グリーとアイディアファクトリー 「オトメイト」のVTuberプロジェクトで新会社設立

REALITY Factory

 グリーがVTuberビジネスの開発のため設立したWright Flyer Live Entertainment(WFLE)とゲーム会社のアイディアファクトリーが、共同出資の新会社REALITY Factoryを設立することで合意した。リアルイベントでのバーチャルYouTuberに特化したプロデュースを目指す。
 アイディアファクトリーはゲーム関連の有力企業で、女性向けゲームで強みを発揮する。同社の「オトメイト」ブランドは、「薄桜鬼」シリーズや「AMNESIA」シリーズなど女性向け市場で数々のヒットを飛ばしている。ゲームだけでなく、アニメ化やドラマCD、ライブイベントなど多面的な展開を続けている。2018年2月には、作品の世界観を体験出来る場所として「オトメイトビル」を東京・池袋にオープンした。

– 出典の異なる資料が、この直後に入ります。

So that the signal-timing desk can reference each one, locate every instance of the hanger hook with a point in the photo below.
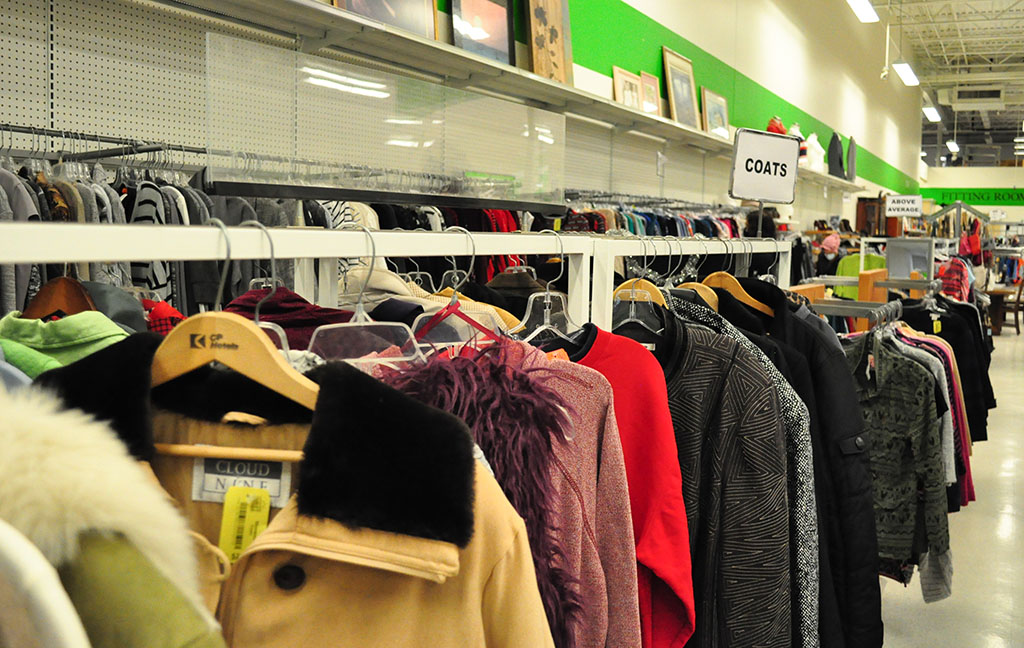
(227, 261)
(472, 259)
(360, 311)
(273, 265)
(561, 254)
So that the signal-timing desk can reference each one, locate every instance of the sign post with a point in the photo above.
(903, 206)
(764, 168)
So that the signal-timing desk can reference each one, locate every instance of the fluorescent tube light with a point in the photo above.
(316, 72)
(377, 94)
(865, 12)
(905, 73)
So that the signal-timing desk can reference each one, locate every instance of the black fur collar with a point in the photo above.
(374, 458)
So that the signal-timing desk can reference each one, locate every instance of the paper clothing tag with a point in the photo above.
(212, 478)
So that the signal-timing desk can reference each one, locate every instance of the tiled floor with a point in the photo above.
(986, 609)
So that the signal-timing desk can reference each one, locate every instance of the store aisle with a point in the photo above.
(986, 609)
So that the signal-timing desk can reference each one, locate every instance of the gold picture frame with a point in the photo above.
(628, 88)
(651, 93)
(682, 88)
(715, 110)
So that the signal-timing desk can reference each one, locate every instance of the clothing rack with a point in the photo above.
(588, 196)
(607, 249)
(315, 248)
(338, 181)
(875, 312)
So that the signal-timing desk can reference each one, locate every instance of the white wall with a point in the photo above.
(815, 55)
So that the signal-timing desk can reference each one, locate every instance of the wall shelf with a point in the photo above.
(829, 180)
(320, 26)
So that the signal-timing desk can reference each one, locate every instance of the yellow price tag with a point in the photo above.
(247, 512)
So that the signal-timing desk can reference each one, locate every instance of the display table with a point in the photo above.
(997, 310)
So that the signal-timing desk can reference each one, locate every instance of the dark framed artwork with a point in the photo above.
(682, 89)
(549, 44)
(484, 27)
(418, 16)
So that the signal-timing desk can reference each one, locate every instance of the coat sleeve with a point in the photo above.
(752, 503)
(511, 605)
(614, 542)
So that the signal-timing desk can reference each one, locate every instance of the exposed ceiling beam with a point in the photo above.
(972, 77)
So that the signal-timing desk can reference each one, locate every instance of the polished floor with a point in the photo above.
(986, 609)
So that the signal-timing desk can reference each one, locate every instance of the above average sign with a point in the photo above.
(764, 167)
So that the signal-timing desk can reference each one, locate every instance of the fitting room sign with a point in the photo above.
(900, 206)
(764, 167)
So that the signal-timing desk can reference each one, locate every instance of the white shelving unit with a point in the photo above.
(57, 243)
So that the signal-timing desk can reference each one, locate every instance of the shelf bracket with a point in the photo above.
(313, 45)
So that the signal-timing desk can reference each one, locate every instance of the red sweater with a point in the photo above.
(666, 588)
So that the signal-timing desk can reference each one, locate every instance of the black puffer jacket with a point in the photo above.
(851, 603)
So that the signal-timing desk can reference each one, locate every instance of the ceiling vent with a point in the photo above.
(974, 97)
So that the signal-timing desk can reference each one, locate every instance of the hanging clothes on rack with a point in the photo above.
(445, 544)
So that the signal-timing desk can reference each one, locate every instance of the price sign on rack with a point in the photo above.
(764, 167)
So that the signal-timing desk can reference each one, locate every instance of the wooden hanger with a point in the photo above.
(627, 289)
(705, 292)
(236, 343)
(729, 283)
(61, 294)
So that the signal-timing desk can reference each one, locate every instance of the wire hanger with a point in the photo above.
(552, 320)
(232, 341)
(361, 341)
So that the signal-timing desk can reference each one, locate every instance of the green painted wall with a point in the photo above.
(607, 33)
(987, 197)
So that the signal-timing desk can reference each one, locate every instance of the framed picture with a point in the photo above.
(716, 113)
(682, 89)
(484, 27)
(651, 87)
(418, 16)
(628, 90)
(548, 39)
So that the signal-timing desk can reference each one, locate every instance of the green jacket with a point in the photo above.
(64, 341)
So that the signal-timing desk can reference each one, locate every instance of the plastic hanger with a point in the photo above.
(540, 308)
(233, 342)
(361, 341)
(427, 322)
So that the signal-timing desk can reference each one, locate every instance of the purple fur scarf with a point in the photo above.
(515, 418)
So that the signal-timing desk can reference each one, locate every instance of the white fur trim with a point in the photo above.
(61, 473)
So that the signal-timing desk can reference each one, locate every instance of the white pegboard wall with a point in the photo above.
(117, 68)
(24, 67)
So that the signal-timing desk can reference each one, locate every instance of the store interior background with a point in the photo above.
(811, 62)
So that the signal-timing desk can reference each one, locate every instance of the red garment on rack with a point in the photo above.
(664, 571)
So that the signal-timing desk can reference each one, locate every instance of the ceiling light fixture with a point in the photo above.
(863, 9)
(905, 73)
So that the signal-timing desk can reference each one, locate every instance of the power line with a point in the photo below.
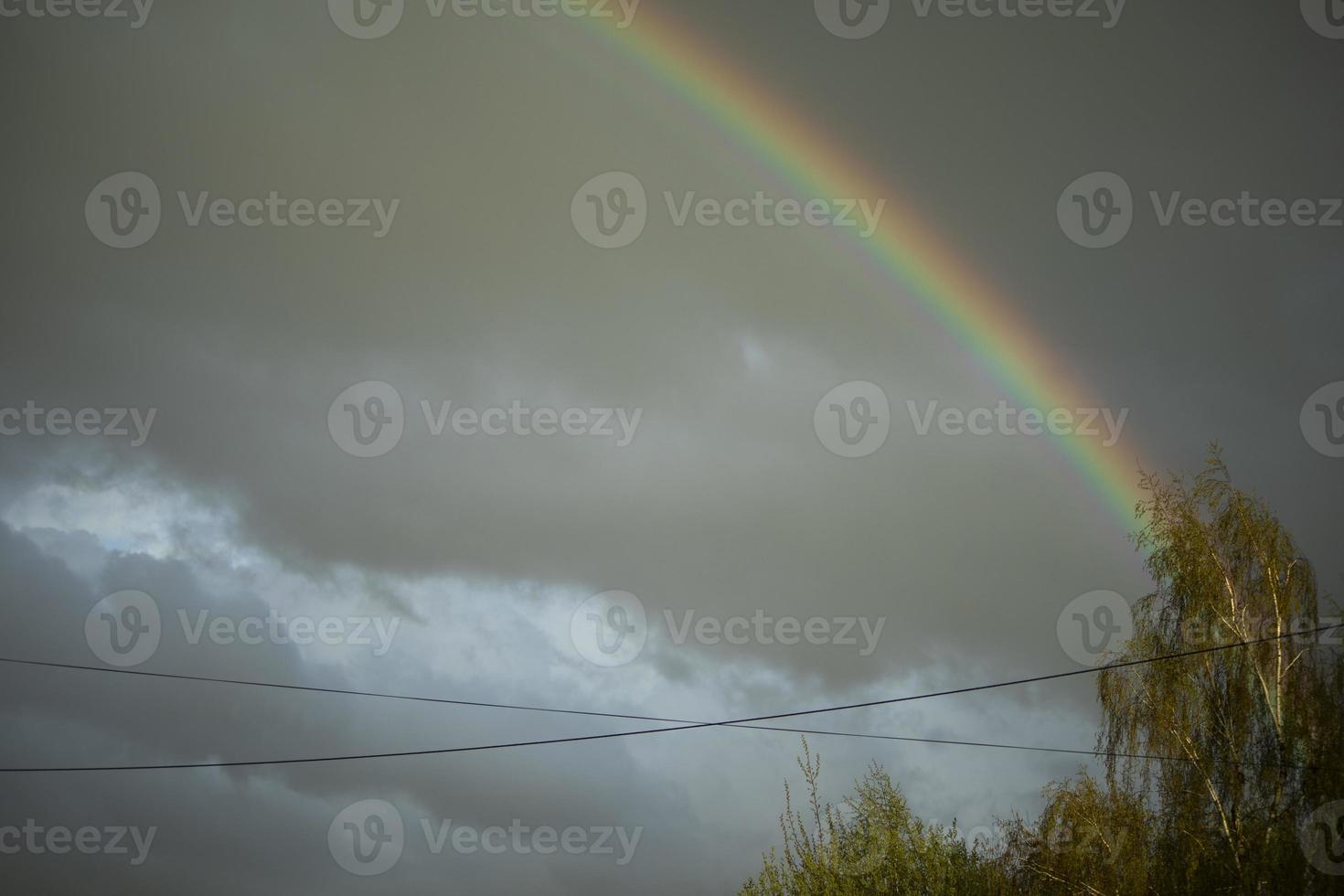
(683, 724)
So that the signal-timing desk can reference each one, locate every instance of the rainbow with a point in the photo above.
(903, 248)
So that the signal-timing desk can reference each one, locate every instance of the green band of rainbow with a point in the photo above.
(903, 246)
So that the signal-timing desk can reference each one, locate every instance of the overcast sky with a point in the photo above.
(691, 463)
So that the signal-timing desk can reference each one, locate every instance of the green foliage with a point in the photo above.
(1252, 741)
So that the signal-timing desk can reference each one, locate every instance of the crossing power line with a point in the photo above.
(679, 724)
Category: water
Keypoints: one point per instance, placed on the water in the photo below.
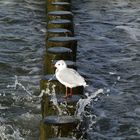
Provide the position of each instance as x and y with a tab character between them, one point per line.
108	57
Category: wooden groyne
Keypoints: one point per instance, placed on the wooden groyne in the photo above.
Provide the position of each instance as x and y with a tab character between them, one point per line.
58	113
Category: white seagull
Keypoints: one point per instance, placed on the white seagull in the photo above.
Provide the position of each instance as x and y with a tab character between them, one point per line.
68	77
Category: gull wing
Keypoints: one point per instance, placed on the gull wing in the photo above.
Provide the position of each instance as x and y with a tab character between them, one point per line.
71	77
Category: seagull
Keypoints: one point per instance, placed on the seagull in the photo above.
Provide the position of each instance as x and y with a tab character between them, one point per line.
69	77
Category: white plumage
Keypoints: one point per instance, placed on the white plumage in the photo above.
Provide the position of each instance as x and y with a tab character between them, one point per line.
68	77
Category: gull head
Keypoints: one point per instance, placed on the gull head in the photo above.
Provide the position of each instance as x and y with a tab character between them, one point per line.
60	65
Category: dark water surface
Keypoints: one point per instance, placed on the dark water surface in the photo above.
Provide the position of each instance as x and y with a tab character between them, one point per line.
108	56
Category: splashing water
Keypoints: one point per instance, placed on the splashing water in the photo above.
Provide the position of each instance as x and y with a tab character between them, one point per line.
14	134
52	94
82	103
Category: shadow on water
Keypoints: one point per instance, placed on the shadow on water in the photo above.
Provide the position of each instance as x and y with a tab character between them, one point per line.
108	56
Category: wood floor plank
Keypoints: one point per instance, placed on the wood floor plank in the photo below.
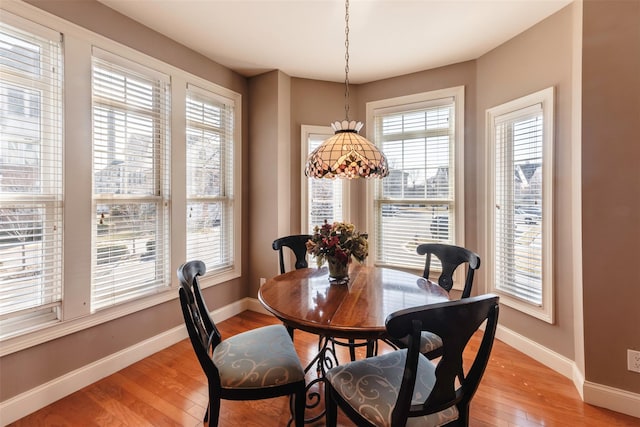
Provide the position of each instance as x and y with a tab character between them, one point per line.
169	389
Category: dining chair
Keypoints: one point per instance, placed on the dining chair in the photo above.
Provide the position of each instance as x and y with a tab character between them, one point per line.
298	244
403	387
257	364
450	257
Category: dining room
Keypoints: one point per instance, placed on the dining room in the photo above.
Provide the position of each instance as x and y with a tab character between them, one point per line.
580	63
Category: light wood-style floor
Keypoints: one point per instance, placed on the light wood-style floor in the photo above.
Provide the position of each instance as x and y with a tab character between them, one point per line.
169	389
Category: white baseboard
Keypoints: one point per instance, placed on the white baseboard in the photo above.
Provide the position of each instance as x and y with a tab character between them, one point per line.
19	406
30	401
615	399
549	358
607	397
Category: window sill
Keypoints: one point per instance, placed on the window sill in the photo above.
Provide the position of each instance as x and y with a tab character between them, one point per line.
60	329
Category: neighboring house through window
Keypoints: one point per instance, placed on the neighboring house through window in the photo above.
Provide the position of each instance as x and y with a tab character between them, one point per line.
421	200
30	176
131	180
520	135
210	189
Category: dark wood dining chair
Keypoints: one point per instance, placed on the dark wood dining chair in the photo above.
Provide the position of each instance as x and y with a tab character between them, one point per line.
257	364
403	387
450	257
298	244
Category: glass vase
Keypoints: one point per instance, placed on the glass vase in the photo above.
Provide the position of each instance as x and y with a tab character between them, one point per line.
338	270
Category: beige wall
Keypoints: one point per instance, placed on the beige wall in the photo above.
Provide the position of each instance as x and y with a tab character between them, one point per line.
270	173
611	189
24	370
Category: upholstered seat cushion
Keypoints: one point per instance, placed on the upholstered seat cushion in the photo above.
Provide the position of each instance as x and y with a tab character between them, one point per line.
370	386
261	358
428	342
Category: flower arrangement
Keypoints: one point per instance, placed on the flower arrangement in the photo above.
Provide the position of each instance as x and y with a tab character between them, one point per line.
338	241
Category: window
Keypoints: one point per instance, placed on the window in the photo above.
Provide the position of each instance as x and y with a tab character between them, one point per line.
521	146
130	187
30	176
323	199
421	199
210	149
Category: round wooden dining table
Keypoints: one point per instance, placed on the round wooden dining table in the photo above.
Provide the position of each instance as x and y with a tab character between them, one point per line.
305	299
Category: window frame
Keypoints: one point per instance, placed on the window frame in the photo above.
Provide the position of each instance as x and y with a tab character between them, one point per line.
406	104
545	97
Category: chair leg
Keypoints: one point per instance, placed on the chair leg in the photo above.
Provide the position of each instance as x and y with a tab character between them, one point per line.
352	349
213	411
299	405
331	407
290	330
372	348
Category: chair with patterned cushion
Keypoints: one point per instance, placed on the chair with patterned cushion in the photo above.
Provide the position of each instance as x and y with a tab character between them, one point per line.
403	387
257	364
450	258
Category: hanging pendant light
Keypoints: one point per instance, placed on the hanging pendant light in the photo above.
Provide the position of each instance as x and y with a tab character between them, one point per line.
346	154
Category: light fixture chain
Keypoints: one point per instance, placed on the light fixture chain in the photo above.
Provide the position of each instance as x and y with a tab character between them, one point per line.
346	58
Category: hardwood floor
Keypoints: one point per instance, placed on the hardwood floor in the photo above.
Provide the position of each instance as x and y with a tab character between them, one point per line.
169	389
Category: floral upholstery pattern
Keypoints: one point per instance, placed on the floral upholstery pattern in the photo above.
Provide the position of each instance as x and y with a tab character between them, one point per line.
258	358
428	342
371	387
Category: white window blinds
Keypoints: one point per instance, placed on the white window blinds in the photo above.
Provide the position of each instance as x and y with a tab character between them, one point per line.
210	207
130	173
518	208
30	176
416	203
521	201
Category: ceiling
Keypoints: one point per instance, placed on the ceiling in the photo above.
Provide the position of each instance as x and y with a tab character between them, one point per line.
306	38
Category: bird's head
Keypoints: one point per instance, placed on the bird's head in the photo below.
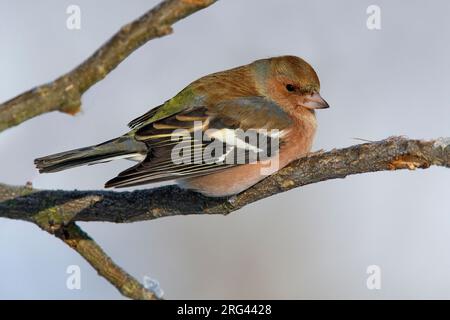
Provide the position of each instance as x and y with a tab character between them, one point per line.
289	81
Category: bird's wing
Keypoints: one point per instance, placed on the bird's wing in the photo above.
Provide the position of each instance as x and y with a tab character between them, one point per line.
183	100
186	143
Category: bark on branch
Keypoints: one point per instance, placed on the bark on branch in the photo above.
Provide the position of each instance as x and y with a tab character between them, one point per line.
63	207
64	94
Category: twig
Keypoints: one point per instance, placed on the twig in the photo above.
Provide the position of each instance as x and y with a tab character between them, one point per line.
64	94
79	241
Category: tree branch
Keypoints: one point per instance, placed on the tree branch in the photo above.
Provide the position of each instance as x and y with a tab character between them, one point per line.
64	94
64	207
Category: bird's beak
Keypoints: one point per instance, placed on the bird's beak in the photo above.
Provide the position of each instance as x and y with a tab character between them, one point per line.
314	101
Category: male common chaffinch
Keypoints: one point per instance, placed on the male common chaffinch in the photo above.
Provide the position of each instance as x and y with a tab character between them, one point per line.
273	97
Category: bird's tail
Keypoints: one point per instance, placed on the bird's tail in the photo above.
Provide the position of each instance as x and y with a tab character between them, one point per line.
119	148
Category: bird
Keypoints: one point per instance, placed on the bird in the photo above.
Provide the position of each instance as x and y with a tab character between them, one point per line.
217	115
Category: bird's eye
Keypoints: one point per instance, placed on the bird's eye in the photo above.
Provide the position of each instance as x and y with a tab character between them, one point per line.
290	87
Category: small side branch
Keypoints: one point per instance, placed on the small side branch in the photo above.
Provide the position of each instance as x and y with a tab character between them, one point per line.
79	241
64	94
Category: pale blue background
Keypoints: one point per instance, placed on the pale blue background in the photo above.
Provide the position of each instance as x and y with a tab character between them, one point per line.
312	242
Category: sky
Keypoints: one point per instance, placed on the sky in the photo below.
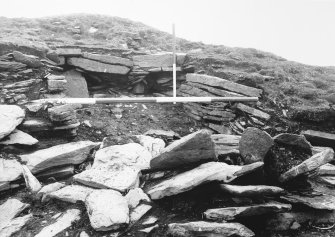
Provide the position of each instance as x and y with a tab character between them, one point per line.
298	30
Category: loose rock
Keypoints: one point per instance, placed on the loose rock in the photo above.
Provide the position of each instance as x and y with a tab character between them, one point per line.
107	210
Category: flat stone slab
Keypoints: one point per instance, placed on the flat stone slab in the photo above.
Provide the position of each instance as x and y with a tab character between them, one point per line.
10	117
208	172
107	210
322	202
94	66
293	140
62	223
208	229
254	112
193	148
226	144
19	137
308	165
154	145
318	138
252	190
232	213
109	59
131	154
223	84
15	225
10	170
11	209
71	193
70	153
254	144
119	177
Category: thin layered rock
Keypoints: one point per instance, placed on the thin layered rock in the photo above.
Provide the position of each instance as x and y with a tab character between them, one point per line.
19	137
211	171
107	210
208	229
254	144
71	193
14	225
232	213
193	148
308	165
321	202
62	223
10	117
70	153
252	190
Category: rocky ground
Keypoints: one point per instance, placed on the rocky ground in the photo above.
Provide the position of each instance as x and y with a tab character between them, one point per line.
136	169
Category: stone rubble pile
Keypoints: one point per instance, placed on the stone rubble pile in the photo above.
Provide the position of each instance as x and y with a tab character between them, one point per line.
221	117
118	190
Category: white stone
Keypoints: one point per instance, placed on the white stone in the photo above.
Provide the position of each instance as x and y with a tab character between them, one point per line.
70	153
19	137
107	210
10	170
32	184
10	117
14	225
131	154
10	209
135	196
71	193
153	145
62	223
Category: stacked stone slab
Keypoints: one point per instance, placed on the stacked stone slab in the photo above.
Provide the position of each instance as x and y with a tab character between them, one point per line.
154	72
220	114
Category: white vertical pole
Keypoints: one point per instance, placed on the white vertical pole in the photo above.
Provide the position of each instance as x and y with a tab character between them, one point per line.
174	63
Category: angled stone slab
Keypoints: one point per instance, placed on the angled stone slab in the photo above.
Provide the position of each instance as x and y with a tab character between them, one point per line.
71	193
131	154
318	138
94	66
208	172
19	137
226	144
208	229
107	210
109	59
223	84
252	190
11	209
293	140
119	177
193	148
14	225
252	111
254	144
327	169
62	223
70	153
308	165
10	170
322	202
10	117
231	213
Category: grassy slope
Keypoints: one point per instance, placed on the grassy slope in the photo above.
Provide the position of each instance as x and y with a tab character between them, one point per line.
294	86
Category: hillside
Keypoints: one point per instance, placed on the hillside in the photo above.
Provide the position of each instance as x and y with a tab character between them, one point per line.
306	92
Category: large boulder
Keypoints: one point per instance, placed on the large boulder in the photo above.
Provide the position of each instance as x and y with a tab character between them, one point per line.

 REALITY Factoryでは、アイディアファクトリーの得意とするこのオトメ向け分野をVTuberと結びつけたプロジェクトを進める。またオトメイトビルを積極的に活用する。
 まずはオトメイトビルにて、VTuberが出演する「会いに行けるVTuberイベント」を定期公演する。イベントには、オトメ向けVTuberとして活動するアモン・フロックハートや、人気タイトルのVTuberの出演が予定されている。
 
 WFLEはグリーの100%子会社だ。新時代のエンタテイントコンテンツとして期待されるVTuberの領域で新ビジネスを担当している。VTuberの発掘や育成、マネジメント、さらには動画番組の企画・制作・配信も目指している。またこの8月にはVTuber専用のライブ配信プラットフォーム「REALITY」もスタートしたばかりだ。

 WFLEとアイディアファクトリーによればVTuberは、大きなブームにも関わらず、現在は本格的に活動しているものはまだ数が少ない。またファン獲得や収益化にも課題があるという。
 VTuberの中でも女性向け市場にフォーカスすることで、こうした課題のクリアーを目指すことになる。またVTuberと言えば、PCやスマホでの視聴体験に注目しがちだが、敢えてファンを屋外に送り出すリアルイベントを中心にするのもこのプロジェクトの特徴だ。REALITY Factoryの挑戦は、関心を集めそうだ。